Children aged between nine and 12 from 25 schools in the Wellington region will spend the day at Te Papa museum this Thursday 18 August working with mentors from some of New Zealand’s brightest technology companies to come up with solutions to everyday problems.
Code Club co-founder Michael Trengrove says the Mashup teaches children how to use clever thinking, coding, data, technology and their imaginations to solve real world problems.
“The children do not need to be tech savvy as the day is designed to inspire different interests and personalities. We tell the children that it’s not just about being a coder; they could be a thinker, a doer, a builder or a problem solver.

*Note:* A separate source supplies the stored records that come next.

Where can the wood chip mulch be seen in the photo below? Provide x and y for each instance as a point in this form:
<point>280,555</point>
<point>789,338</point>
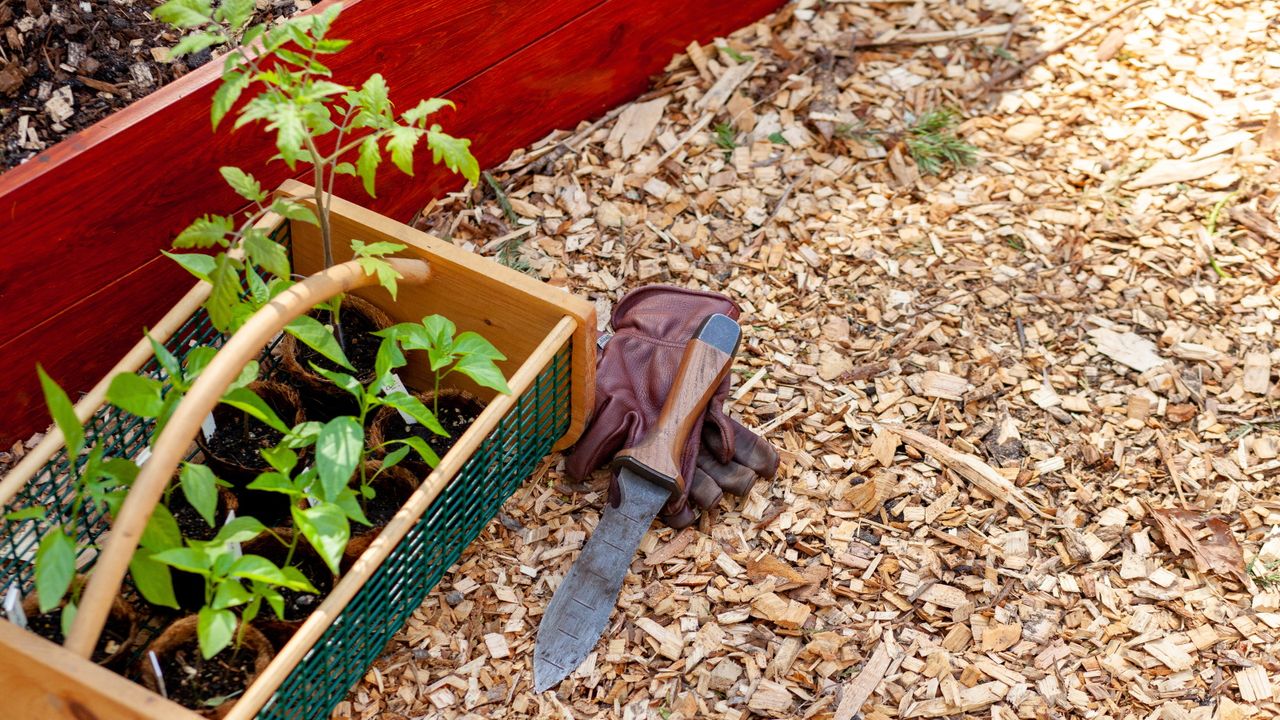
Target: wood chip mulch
<point>1027,408</point>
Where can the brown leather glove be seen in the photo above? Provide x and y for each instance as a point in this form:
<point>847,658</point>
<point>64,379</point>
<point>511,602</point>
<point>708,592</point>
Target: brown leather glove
<point>634,373</point>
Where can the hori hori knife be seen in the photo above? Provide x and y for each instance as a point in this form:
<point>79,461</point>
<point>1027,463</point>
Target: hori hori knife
<point>648,473</point>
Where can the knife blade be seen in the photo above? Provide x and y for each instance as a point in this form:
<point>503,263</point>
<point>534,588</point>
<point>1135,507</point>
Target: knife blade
<point>648,473</point>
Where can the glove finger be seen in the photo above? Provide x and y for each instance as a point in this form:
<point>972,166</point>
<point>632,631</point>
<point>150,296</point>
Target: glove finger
<point>704,492</point>
<point>730,477</point>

“Mashup is ultimately about having fun and the most exciting part of the day is when the student groups pitch their big ideas and innovative solutions to a panel of judges to win prizes for their schools.
“Code Club Mashup has a reputation for inspiring some incredibly clever and yet simple solutions to global issues and I can’t wait to see what the young people from Wellington have to offer.”
The serious need to teach computational thinking to young New Zealanders has been recognised by the Government with the announcement that digital technology is to be included as a strand of the technology learning area in the NZ curriculum.
Education Minister Hekia Parata recently announced funding of $1 million available for education and digital technologies providers to bid for if they have ideas for engaging projects.
Minister Parata says digital fluency is the universal language of the 21st century. To be successful and get the jobs they want, ¬Kiwi kids will need to be confident using a broad range of digital technologies in a variety of settings.
Trengrove says computational thinking helps shape students understanding of the world around them. By learning the basics of how to code, students learn how to solve problems, communicate effectively, work in a team and persevere when faced with difficulties.
“Parents and teachers are taking part in the Mashup because it helps them grasp the different learning needs of young people, especially in regards to preparing children for the future of work. We are holding follow-up workshops for teachers in Wellington after the Mashup,” Trengrove says.
The 50 mentors taking part come from many different sectors and business of all sizes. Those providing mentorship on the day include Assurity, Google, TradeMe, Xero, OMG Tech, FabLab ChCh, Hive Dunedin and Te Papa’s innovation incubator Mahuki.
Code Club Aotearoa is a charity that partners with primary schools and industry and uses the knowledge of a nationwide volunteer network to help children learn to code. A total of 225 clubs are operating nationwide from Whangarei to Bluff teaching more than 5000 New Zealand children to code.